All country music tells a story. To some, it is what makes the genre so powerful and popular. From embracing the good life and drinking beer with your buddies to singing about heartbreak to singing songs about how much pride they have for the United States of America, country music lyrics resonate with a lot of people. So it shouldn't surprise anyone that a country artist wrote a "Take A Knee" song and people are having the best reactions to it — mainly making fun of it, but, you get the idea.
Throughout this season of the NFL, football players have joined in solidarity to protest against police brutality and injustices by kneeling during the national anthem. Their protests are symbolic, they're peaceful, and a great example of how people can use their platform for good in the nation. But some people aren't too pleased about the protests — including country musician Neal McCoy.
In the beginning of November, McCoy released a song inspired by his hatred for these protests titled "Take A Knee My Ass," which can be purchased on iTunes or streamed on Spotify. The song is worth listening to, if only for how ridiculous the lyrics are and to understand why everyone is reacting the way they are.
"When I see someone on TV, take a stand on bended knee, whether its on astroturf or grass, I think of those whose freedom was not free and I say 'Take a knee, my ass'," McCoy sings.
The song's lyrics are incredibly patriotic, with McCoy singing about how soldiers fought for the freedom for people in the United States to live, therefore they should respect that and stand for the National Anthem. You don't need to listen to the song all the way through to know what it's about. But is McCoy telling people that he is taking a knee, in his ass? This is a moment where punctuation could really help McCoy out.

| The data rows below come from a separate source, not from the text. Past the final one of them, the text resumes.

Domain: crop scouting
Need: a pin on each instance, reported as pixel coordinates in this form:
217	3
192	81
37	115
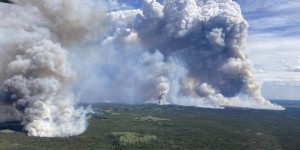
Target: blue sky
273	42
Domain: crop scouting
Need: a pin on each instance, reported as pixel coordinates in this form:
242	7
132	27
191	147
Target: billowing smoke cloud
36	74
187	52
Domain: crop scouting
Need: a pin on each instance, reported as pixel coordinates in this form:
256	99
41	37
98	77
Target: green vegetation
151	118
187	128
7	131
130	138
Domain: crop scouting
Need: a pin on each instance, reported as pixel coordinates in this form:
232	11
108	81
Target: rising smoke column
209	38
187	52
36	74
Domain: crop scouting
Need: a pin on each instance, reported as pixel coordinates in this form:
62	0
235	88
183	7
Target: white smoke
188	52
35	68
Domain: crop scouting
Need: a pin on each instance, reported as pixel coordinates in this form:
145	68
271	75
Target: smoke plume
188	52
36	74
183	52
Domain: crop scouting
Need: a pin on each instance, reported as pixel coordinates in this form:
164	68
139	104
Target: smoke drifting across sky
35	70
188	52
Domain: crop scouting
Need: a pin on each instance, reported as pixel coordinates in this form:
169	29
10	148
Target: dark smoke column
208	37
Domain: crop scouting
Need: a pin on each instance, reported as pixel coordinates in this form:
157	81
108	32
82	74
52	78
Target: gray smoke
36	74
187	52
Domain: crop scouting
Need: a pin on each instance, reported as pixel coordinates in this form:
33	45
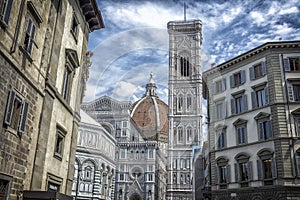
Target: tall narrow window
241	135
180	135
5	185
29	35
67	82
185	67
16	112
237	79
241	131
5	8
221	138
291	64
180	103
189	135
189	103
59	142
257	71
297	125
239	104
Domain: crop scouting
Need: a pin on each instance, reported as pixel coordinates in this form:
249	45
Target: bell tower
185	112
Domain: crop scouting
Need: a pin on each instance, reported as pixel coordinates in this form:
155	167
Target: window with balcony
266	167
237	79
239	103
264	126
241	131
257	70
5	9
291	64
294	91
243	169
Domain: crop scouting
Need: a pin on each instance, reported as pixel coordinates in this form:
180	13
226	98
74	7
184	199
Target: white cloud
289	11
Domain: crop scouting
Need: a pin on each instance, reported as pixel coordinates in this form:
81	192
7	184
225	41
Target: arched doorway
135	196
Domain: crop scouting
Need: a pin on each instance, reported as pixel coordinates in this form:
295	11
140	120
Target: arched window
189	135
184	67
180	135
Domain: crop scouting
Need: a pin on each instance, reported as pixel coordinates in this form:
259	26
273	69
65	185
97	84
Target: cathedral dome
150	114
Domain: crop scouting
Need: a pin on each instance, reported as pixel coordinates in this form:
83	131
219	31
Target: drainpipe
291	141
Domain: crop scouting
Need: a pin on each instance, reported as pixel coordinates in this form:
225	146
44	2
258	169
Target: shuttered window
239	104
264	127
257	71
260	97
29	36
5	8
16	113
237	79
291	64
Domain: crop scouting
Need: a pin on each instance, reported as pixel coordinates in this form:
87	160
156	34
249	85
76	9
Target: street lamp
120	194
78	178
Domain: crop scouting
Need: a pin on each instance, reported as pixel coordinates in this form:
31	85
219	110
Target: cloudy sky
134	41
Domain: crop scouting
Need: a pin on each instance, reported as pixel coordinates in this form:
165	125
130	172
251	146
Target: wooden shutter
243	76
7	12
250	170
269	124
214	88
267	96
237	172
253	99
286	64
245	103
231	81
260	131
274	170
216	175
233	109
9	107
290	93
224	84
259	170
251	72
264	68
22	124
228	174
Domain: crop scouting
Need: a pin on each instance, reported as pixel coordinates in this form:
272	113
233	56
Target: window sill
58	156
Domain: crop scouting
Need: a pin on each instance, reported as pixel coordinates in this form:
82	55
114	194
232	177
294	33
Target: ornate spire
151	87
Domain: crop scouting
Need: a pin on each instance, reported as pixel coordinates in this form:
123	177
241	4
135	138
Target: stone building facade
41	50
141	133
185	109
253	102
95	165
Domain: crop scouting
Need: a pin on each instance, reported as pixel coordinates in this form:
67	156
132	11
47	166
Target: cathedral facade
141	132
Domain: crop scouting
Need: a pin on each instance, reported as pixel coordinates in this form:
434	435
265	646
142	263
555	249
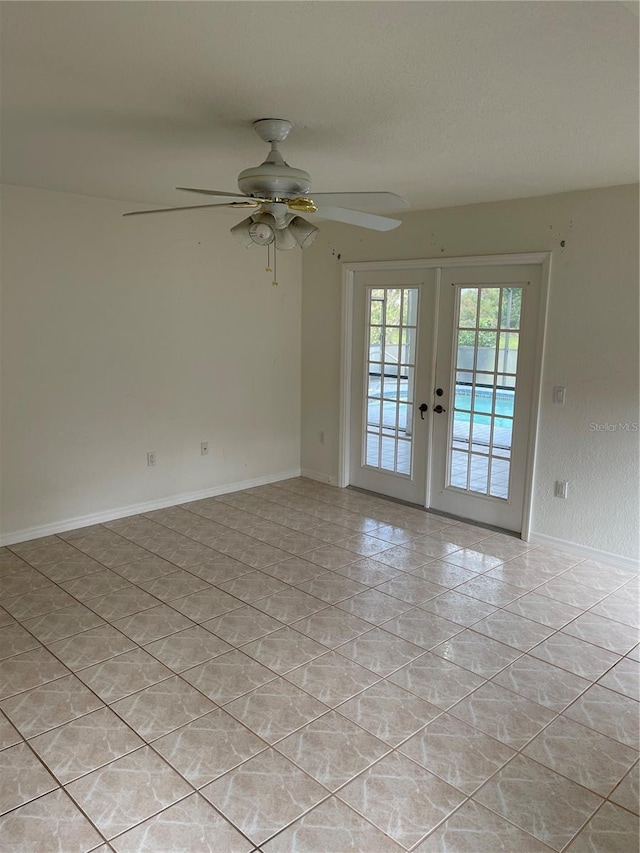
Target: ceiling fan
278	193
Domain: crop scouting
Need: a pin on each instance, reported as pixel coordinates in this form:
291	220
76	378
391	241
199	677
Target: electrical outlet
561	489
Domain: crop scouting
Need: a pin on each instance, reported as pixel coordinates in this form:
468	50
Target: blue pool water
483	402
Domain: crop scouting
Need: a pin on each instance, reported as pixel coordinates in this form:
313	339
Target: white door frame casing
543	259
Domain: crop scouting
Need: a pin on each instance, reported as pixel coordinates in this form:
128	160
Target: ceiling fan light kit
277	192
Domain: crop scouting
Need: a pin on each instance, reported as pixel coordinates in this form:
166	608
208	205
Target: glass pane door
389	380
486	353
486	362
392	315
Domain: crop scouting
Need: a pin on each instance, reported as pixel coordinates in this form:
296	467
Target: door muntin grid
390	362
485	361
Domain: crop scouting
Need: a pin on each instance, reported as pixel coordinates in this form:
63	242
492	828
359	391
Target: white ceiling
446	103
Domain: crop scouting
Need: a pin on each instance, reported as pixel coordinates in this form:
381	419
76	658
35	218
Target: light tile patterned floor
302	669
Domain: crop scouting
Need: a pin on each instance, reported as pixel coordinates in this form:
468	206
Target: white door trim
348	277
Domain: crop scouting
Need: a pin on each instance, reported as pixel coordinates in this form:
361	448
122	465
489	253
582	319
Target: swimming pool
504	405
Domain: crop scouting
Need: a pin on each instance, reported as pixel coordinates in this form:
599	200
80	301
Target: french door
391	368
442	379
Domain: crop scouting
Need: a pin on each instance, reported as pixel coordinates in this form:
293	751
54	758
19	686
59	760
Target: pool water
483	402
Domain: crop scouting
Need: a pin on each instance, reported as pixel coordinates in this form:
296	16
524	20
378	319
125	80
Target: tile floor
301	669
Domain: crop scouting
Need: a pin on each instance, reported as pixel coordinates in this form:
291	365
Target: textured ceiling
446	103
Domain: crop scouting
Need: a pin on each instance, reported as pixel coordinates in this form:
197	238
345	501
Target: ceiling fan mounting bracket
272	129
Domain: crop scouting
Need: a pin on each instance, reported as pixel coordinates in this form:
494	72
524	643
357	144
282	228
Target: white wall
592	344
121	336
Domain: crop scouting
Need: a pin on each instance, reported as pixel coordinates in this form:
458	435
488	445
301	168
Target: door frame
542	259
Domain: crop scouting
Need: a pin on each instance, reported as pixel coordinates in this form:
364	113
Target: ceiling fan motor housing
274	180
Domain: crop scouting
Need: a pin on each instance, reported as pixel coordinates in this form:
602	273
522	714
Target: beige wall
592	344
121	336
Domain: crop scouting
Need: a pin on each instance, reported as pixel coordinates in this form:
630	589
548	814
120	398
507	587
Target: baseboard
617	560
316	475
137	509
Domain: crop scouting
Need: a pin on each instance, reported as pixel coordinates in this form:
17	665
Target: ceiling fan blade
370	202
357	217
212	192
240	204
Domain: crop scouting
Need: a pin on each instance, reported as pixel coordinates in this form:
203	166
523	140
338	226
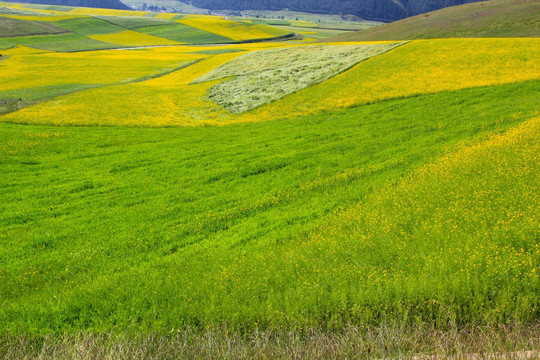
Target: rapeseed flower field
452	64
382	185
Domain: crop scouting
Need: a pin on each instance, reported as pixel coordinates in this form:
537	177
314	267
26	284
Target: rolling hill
380	10
165	195
495	18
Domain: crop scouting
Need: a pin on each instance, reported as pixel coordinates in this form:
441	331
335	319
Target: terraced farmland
82	29
258	200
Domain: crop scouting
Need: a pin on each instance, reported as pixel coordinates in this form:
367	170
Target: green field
203	233
168	196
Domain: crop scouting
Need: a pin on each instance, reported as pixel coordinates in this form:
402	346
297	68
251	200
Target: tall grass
390	341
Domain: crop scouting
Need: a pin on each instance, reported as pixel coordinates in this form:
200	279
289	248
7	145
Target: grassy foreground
154	229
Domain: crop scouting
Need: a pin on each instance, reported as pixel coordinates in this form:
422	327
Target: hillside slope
106	4
496	18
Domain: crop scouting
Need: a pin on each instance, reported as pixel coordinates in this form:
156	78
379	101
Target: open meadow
177	190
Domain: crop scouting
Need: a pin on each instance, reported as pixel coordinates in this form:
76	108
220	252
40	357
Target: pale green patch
263	76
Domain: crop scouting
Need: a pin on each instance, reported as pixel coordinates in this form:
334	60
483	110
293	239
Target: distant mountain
106	4
382	10
495	18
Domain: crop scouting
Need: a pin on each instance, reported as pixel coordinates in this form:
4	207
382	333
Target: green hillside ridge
494	18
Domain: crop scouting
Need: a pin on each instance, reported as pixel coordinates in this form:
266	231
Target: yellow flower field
231	29
24	7
106	12
133	38
163	101
32	68
419	67
48	18
166	16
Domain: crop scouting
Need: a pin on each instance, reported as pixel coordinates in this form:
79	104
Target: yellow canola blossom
29	69
231	29
49	18
164	101
20	50
167	16
419	67
133	38
24	7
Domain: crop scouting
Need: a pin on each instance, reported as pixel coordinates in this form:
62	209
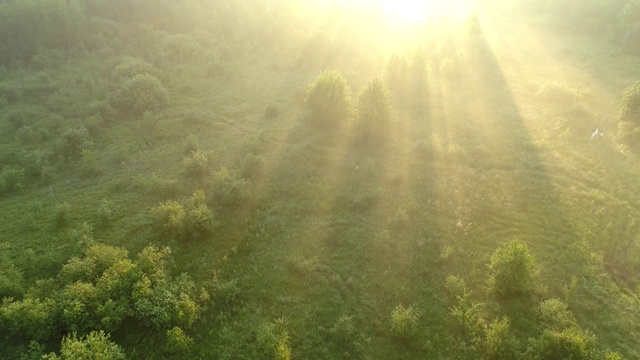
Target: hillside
212	179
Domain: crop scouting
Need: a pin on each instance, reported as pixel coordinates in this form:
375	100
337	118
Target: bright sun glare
417	11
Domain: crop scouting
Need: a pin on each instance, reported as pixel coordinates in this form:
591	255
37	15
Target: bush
178	342
196	165
273	339
499	343
62	215
10	281
130	67
96	346
72	142
191	221
373	111
512	271
228	188
142	92
629	116
328	99
404	322
571	343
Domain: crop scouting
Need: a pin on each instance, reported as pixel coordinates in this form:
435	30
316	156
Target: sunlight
417	11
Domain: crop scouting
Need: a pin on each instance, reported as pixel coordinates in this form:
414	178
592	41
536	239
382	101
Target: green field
217	179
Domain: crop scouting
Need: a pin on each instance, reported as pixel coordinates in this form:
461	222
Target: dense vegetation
289	179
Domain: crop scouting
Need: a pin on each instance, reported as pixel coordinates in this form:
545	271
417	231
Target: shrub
328	99
499	343
273	339
142	92
130	67
177	341
512	270
196	165
629	116
228	188
72	142
404	322
571	343
171	218
10	281
11	179
191	221
90	166
62	214
96	345
373	111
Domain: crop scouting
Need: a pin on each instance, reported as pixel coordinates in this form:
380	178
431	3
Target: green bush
273	339
190	221
571	343
512	270
11	179
228	188
629	117
373	112
94	346
404	322
11	281
499	343
62	215
142	92
130	67
196	165
328	99
178	343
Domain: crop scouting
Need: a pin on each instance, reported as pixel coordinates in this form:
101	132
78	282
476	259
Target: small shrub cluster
140	93
102	288
329	99
404	322
186	221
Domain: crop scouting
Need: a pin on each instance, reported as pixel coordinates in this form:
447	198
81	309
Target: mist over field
322	179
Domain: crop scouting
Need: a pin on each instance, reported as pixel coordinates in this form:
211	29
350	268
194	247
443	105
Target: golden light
417	11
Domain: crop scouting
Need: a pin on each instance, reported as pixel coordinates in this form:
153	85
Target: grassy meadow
213	179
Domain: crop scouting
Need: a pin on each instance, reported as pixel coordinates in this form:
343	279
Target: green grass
332	235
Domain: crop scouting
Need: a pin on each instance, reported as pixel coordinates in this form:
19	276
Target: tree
373	111
512	270
629	116
329	99
95	346
140	93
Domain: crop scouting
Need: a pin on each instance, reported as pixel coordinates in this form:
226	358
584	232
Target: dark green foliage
328	99
374	112
196	165
11	281
571	343
228	188
11	179
629	116
62	214
142	92
72	142
178	343
499	343
97	345
512	271
192	220
129	67
404	322
33	318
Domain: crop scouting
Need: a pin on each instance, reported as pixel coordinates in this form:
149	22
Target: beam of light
418	11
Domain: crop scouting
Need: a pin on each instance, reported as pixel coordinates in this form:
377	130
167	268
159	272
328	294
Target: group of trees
98	291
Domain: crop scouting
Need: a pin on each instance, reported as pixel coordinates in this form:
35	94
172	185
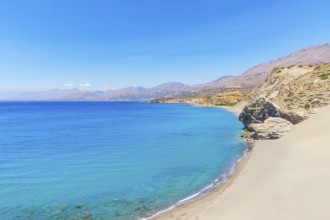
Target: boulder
259	111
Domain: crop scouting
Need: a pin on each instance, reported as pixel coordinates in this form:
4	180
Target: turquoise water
109	160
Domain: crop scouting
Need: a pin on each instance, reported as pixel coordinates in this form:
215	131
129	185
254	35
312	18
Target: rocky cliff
288	96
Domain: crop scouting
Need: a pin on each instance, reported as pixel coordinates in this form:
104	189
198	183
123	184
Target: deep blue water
109	160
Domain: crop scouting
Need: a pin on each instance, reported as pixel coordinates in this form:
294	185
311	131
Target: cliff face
290	93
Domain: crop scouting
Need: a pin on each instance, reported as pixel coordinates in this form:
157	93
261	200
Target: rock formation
288	96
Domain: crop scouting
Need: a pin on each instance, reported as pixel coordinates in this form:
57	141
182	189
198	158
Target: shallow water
109	160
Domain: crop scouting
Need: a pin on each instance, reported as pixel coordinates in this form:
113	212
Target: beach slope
288	178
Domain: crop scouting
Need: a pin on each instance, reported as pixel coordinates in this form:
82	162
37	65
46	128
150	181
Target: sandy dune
285	179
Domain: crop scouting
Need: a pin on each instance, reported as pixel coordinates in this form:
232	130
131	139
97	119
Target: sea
111	160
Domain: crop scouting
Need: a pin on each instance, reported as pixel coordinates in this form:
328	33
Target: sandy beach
288	178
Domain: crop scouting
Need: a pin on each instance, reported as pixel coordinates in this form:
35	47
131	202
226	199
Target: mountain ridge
314	54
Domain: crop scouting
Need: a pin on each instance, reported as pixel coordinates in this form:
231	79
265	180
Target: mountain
288	96
316	54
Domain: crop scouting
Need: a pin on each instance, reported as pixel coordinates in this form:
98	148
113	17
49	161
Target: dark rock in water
79	206
293	117
259	111
266	120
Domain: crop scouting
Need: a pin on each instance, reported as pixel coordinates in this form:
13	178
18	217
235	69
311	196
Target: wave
203	192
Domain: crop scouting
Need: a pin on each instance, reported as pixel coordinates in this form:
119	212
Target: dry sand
285	179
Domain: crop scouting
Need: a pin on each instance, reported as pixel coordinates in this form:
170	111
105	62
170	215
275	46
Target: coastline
286	178
218	185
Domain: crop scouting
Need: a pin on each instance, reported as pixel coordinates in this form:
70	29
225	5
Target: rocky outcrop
288	96
271	128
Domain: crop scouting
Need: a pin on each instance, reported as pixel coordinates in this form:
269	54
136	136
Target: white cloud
85	84
69	84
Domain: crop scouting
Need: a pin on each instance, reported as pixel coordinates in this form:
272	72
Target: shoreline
285	178
218	185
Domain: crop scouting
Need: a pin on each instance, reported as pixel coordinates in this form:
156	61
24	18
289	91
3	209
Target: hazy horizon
110	45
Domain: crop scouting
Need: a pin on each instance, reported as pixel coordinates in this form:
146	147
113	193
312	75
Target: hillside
288	96
317	54
309	55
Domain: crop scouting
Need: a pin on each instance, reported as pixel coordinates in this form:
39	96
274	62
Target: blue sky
96	44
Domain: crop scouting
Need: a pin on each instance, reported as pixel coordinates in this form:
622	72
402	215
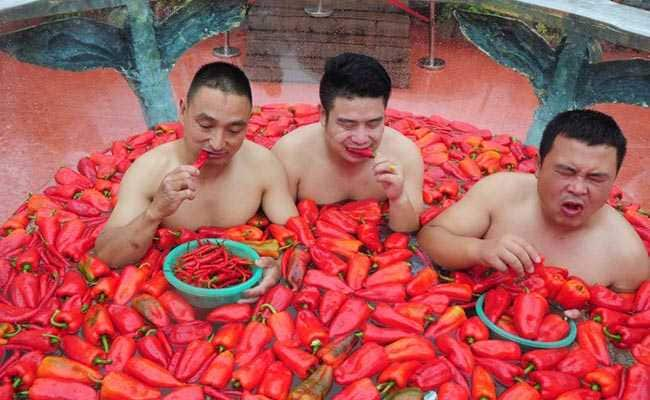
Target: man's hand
509	251
271	276
179	185
390	175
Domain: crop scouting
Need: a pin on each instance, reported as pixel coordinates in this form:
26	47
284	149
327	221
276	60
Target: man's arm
404	212
138	213
455	238
277	202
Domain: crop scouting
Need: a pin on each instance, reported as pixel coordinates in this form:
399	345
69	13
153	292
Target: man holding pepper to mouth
508	220
350	154
163	187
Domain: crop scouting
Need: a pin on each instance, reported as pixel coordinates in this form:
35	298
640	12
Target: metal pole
318	12
431	63
226	51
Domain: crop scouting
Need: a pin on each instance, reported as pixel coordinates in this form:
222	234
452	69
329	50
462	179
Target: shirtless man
162	188
508	220
325	162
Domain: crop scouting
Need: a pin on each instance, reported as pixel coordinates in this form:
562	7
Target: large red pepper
298	361
79	350
573	294
387	316
368	360
351	315
472	330
250	375
504	372
49	389
125	318
318	278
553	383
483	387
151	309
122	349
592	339
300	227
388	292
276	382
228	336
543	359
459	353
327	261
255	337
448	322
150	373
431	375
119	386
97	326
316	386
177	307
410	348
520	391
196	354
219	372
63	368
308	209
294	265
577	363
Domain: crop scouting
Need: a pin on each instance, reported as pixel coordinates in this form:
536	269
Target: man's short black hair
590	127
353	75
223	76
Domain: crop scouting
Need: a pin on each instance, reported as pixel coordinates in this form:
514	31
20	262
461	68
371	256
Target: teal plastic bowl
210	298
567	341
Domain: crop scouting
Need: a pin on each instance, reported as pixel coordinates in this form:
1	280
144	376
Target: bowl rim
567	341
182	248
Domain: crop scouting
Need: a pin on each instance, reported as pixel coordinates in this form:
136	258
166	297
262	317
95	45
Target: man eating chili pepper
350	154
163	187
508	219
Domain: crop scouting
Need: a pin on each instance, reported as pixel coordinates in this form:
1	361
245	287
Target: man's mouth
572	208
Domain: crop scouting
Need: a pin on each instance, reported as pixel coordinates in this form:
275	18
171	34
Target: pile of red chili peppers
212	266
350	319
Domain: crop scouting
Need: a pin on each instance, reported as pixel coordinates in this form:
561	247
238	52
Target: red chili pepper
151	309
503	371
642	297
388	292
276	382
250	375
473	330
228	335
543	359
577	363
125	319
351	315
300	227
97	326
119	386
77	349
529	312
308	210
315	277
255	337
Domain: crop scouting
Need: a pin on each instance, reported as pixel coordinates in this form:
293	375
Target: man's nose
578	186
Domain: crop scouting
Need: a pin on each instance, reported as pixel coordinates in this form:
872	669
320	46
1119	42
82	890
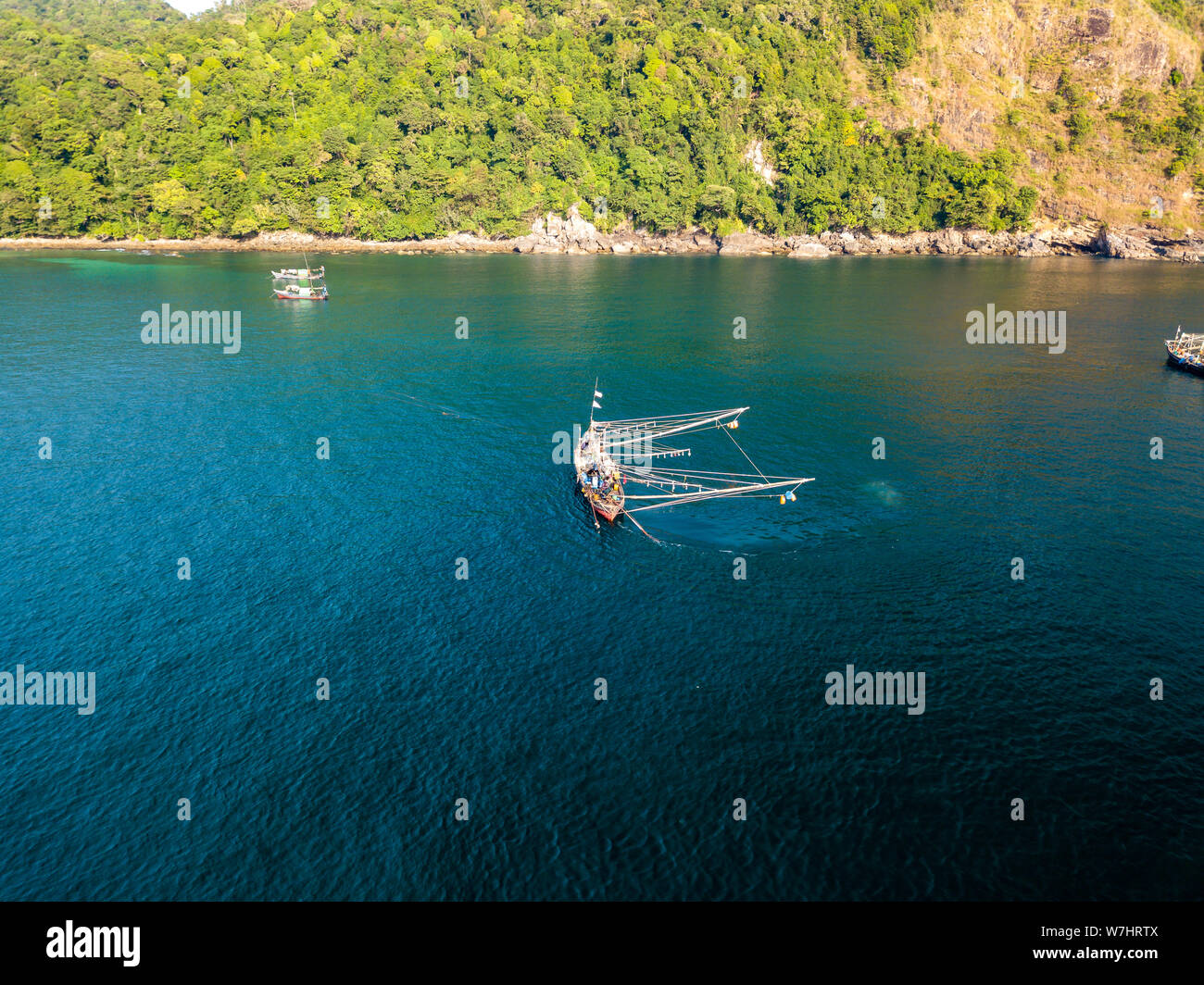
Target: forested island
404	119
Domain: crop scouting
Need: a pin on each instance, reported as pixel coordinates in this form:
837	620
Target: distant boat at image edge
306	284
1186	352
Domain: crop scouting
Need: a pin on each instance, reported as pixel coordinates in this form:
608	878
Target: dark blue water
483	689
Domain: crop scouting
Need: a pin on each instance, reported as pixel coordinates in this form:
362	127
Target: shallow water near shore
442	448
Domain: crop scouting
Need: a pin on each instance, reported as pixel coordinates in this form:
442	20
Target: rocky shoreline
576	235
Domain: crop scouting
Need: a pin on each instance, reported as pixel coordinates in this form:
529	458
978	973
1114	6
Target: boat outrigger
306	284
614	455
300	272
1186	352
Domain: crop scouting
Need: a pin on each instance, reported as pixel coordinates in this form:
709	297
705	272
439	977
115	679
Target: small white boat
299	293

Although the song debuted a week ago, Twitter finally caught on to just how great and how awful the song is. Their reactions to the song and the song's title are quite possibly the funniest thing you will read all week.
McCoy's friend wrote the song, according to Buzzfeed, and country music fans have been loving the tune. The video where McCoy debuted the song has racked up over 3 million views. Despite everyone poking fun at his song's title, McCoy himself is, of course, incredibly happy with the song and has urged his fans to help the song get to the top of the charts on Twitter.
McCoy explained his reasoning for performing and recording the song on Facebook Live, according to NBC 4:
I've been on 15 USO tours. I've entertained our troops in Pakistan, Afghanistan, Iraq, and all over the world. So no, this is not a money grab. This is a guy that believes in our country, that does not like people kneeling, not standing with their hands over their hearts, for the pledge of allegiance or national anthem. That's what I'm about.
As seen with songs like "God Bless The USA," people love songs about the nation, especially when they feel as if things are in disarray. There is nothing that unites people more than the power of music, especially country music, according to the Christian Science Monitor — therefore this song probably speaks to a very specific group of people.
If you think that this song's lyrics is offensive to those who are standing up for what they believe in, statistics show that country music is a little more conservative leaning. A 2004 Gallup survey found that 60 percent of country music fans identified strongly with Republicans, according to US News & World Report.
McCoy's song certainly appeals to two groups of people — people who agree with the song's ridiculous message and the people who will have so much fun making fun of it.